Francine (dir. Brian M. Cassidy and Melanie Shatzky) – Academy Award winner Melissa Leo stars as a woman struggling to find her place in an oppressive lakeside town after being released from prison.

It’s a Disaster (dir. Todd Berger) – Four couples meet for Sunday brunch only to discover they are stuck in a house together as the world may be about to end.

Leave Me Like You Found Me (dir. Adele Romanski) – A former couple take a camping trip in Sequoia National Park in an attempt to get back together.

Now, Forager (dir. Jason Cortlund and Julia Halperin) – A married couple who gather wild mushrooms and sell them to New York restaurants come to a crossroads in their relationship.
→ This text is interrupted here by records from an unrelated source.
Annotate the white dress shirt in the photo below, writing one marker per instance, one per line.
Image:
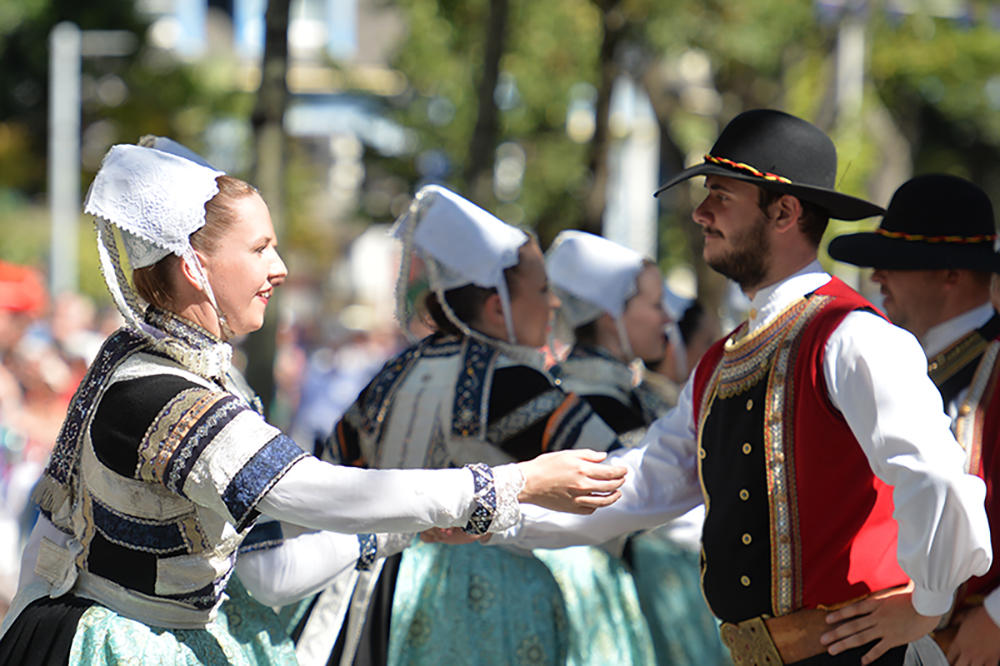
(876, 375)
(936, 340)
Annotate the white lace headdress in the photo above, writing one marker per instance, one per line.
(593, 276)
(155, 194)
(458, 243)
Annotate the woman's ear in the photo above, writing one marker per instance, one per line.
(492, 313)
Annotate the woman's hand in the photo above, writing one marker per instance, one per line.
(571, 481)
(887, 616)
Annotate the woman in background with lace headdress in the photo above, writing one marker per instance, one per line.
(475, 390)
(613, 311)
(163, 465)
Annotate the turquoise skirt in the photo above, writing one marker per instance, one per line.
(668, 578)
(478, 605)
(605, 619)
(245, 633)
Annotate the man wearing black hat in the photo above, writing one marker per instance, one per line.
(811, 433)
(933, 256)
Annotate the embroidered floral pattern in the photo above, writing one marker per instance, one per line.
(472, 389)
(481, 594)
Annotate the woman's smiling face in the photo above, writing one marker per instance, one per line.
(244, 266)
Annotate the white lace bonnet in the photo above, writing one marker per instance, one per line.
(593, 276)
(157, 200)
(675, 306)
(459, 243)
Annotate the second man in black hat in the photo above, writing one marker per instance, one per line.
(934, 258)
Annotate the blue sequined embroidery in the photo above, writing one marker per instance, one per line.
(486, 499)
(367, 550)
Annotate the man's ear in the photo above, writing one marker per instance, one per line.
(785, 213)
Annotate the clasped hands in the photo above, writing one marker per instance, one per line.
(569, 481)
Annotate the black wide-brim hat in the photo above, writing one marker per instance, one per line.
(934, 222)
(780, 152)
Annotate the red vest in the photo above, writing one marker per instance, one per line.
(796, 518)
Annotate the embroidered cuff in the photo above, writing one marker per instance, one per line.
(367, 551)
(509, 482)
(496, 491)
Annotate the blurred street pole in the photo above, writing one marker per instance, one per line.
(64, 155)
(68, 45)
(851, 62)
(268, 115)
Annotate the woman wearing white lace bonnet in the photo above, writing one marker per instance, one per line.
(160, 471)
(612, 291)
(474, 390)
(611, 314)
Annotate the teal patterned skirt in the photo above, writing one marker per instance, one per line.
(245, 633)
(668, 578)
(605, 619)
(475, 605)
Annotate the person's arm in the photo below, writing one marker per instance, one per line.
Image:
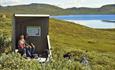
(20, 45)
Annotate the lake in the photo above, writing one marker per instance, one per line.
(92, 21)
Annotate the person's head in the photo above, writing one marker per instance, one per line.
(21, 36)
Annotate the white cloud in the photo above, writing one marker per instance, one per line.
(11, 2)
(61, 3)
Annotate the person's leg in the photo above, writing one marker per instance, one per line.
(28, 52)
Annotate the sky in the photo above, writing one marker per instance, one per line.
(60, 3)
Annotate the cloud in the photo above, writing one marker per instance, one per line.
(61, 3)
(11, 2)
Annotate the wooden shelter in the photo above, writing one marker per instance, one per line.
(35, 29)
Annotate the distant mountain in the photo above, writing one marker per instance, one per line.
(106, 9)
(54, 10)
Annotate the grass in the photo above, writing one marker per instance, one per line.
(66, 37)
(69, 35)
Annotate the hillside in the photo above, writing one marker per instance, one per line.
(54, 10)
(67, 37)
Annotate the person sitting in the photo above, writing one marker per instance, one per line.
(22, 46)
(26, 49)
(30, 50)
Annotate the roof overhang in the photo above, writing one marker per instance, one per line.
(31, 15)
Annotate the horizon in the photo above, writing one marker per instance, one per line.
(52, 5)
(62, 3)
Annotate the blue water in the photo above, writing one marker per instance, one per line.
(92, 21)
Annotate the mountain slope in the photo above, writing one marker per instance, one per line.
(68, 37)
(54, 10)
Pilgrim Song (dir. Martha Stephens) – An unemployed music teacher sets out to hike Kentucky’s arduous Sheltowee Trace Trail in hopes of finding himself.
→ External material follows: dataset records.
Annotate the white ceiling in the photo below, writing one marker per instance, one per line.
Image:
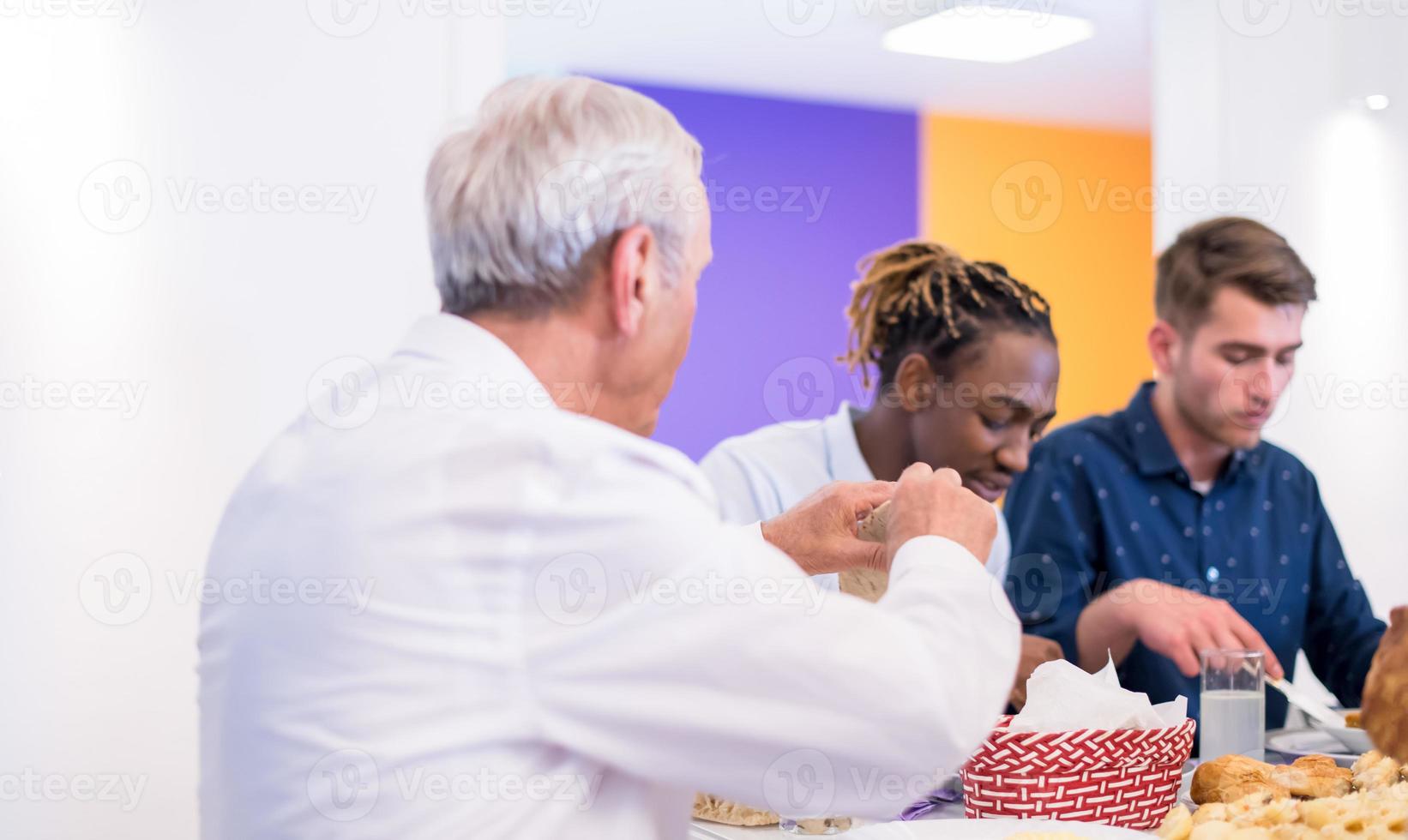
(743, 45)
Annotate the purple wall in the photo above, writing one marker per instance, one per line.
(800, 193)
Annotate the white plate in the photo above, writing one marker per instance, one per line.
(927, 829)
(984, 829)
(1309, 741)
(1355, 741)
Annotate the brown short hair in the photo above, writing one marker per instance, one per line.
(1227, 251)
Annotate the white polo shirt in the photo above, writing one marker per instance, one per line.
(767, 471)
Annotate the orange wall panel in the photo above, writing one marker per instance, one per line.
(1068, 212)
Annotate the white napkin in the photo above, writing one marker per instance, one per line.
(1062, 697)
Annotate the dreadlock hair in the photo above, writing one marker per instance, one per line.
(921, 296)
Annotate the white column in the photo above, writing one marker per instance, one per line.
(149, 247)
(1266, 99)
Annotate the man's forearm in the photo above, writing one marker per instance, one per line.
(1103, 631)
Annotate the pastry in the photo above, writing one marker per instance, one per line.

Documentary Features In Competition Bayou Blue (dir. Alix Lambert and David McMahon) – In a poverty-stricken area of southeastern Louisiana, 23 men were murdered between 1997 and 2006. Local police departments had great diffi culty finding the perpetrator, partly because of the great demands Hurricane Katrina put on them in 2005.
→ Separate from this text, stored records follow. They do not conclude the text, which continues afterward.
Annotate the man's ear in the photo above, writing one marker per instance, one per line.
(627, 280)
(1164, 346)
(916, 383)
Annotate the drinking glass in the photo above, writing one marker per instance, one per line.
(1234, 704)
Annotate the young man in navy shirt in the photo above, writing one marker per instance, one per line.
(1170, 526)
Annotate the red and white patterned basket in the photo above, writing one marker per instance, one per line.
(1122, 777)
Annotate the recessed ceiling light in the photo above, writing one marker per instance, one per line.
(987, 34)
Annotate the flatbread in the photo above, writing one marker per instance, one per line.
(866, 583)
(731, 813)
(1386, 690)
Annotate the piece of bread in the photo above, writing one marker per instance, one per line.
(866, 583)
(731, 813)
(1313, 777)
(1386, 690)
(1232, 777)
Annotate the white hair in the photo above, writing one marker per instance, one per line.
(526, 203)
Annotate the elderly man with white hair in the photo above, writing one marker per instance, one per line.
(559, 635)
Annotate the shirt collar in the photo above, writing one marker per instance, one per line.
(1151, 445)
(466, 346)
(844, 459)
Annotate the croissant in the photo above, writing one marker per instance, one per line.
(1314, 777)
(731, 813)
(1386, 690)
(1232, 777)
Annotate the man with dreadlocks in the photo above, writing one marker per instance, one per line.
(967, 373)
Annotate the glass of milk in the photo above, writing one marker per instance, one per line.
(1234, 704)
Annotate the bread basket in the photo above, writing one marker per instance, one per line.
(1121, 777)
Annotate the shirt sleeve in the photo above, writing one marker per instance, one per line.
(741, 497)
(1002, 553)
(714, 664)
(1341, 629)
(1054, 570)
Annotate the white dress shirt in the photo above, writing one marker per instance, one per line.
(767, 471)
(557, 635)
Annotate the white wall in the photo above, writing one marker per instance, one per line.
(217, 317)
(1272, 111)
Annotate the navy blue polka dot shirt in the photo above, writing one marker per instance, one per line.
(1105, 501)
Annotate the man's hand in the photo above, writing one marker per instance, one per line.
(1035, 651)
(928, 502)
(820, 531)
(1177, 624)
Call Me Kuchu (dir. Malika Zouhali- Worrall and Katherine Fairfax Wright) – This film traces the life of David Kato, Uganda’s first openly gay activist.

Captive Beauty (dir. Jared Goodman) – Four female inmates, raised on the streets of Pablo Escobar’s Medellin, Colombia, are brought together by a surreal beauty pageant held inside the prison walls.

A Girl Like Her (dir. Ann Fessler) – This doc unveils the hidden history of more than a million young women who became pregnant in the 1950s and 1960s and were banished to maternity homes to give birth, surrender their children, and then return home alone.

The Informant (dir. Jamie Meltzer) – A look at Brandon Darby, an activist known for his aid work in New Orleans’ Ninth Ward in the aftermath of Hurricane Katrina, as well as FBI informant largely responsible for the imprisonment of two youths following the 2008 Republican National Convention.

The Mechanical Bride (dir. Allison de Fren) – The state of the art in artificial companions — from life-sized silicone sex dolls to humanoid robots.

Trash Dance (dir. Andrew Garrison) – Choreographer Allison Orr finds beauty and grace in garbage trucks, and in the sanitation workers who pick up our trash.

Ultimate Christian Wrestling (dir. Jae-Ho Chang and Tara Autovino) – An examination of a traveling pro-wrestling Christian ministry.

Tickets and passes will go on sale Oct. 8 for the general public. Members of the New Orleans Film Society will be able to purchase advance tickets Oct. 1 and will receive discounts on all events.